Soft Skills
Soft skills are incredibly important in Instructional Design. You will work with Project Managers, Subject Matter Experts, teammates, and other stakeholders to create the best learning experiences you can. That requires adaptability, communication skills, teamwork, and taking responsibility for your work.
Adaptability

Feedback happens. Changes are requested constantly, over and over. You have to detach your sense of self-worth from your work because it will change over and over and over. You will get requests to change 500 links on one page, and 500 headers on web pages to match. And then change them again. And again. And again. You will be asked to add alt text to 1,000 images. You will be asked to add facilitator notes to every page of every copy of every workbook in the company. You will be transferred to different projects in the middle of your progress on your current one. This is normal. Try not to get too frustrated. It's not you, and it's not the quality of your work that's causing the changes.
Communication
You will be communicating with everyone inside and outside of your team via email, video call, meetings, and (if you are a facilitator) public speaking.
Click to open a YouTube video about public speaking skills.
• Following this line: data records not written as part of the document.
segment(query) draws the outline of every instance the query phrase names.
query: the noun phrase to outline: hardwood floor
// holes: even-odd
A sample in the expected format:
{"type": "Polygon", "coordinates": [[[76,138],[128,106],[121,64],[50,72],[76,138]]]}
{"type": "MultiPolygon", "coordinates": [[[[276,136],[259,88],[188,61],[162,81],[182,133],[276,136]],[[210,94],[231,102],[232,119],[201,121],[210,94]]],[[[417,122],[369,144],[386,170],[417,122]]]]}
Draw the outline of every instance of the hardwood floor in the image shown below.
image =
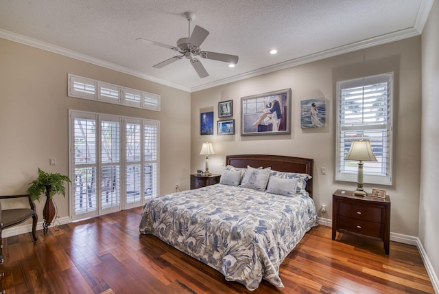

Writing clearly – a lot of this job is writing scripts, storyboards, facilitator guides, job aids, communication with stakeholders (subject matter experts, project managers, project owners, etc.) and assessments.

Teamwork
You will know a lot of things that your teammates don't. Your teammates will know a lot of things that you don't know. Share with each other. Fill each other in on important updates. You will work with subject matter experts (SMEs) and stakeholders who are busy and not always sure what they want. Take the time to listen to their needs.
Responsibility
You'll be assigned projects, and parts of projects, to do independently. It's important that you complete them by or before the deadline because other people are depending on you to complete your part so they can complete theirs, and so that the project can get into the learners' hands so they can use it.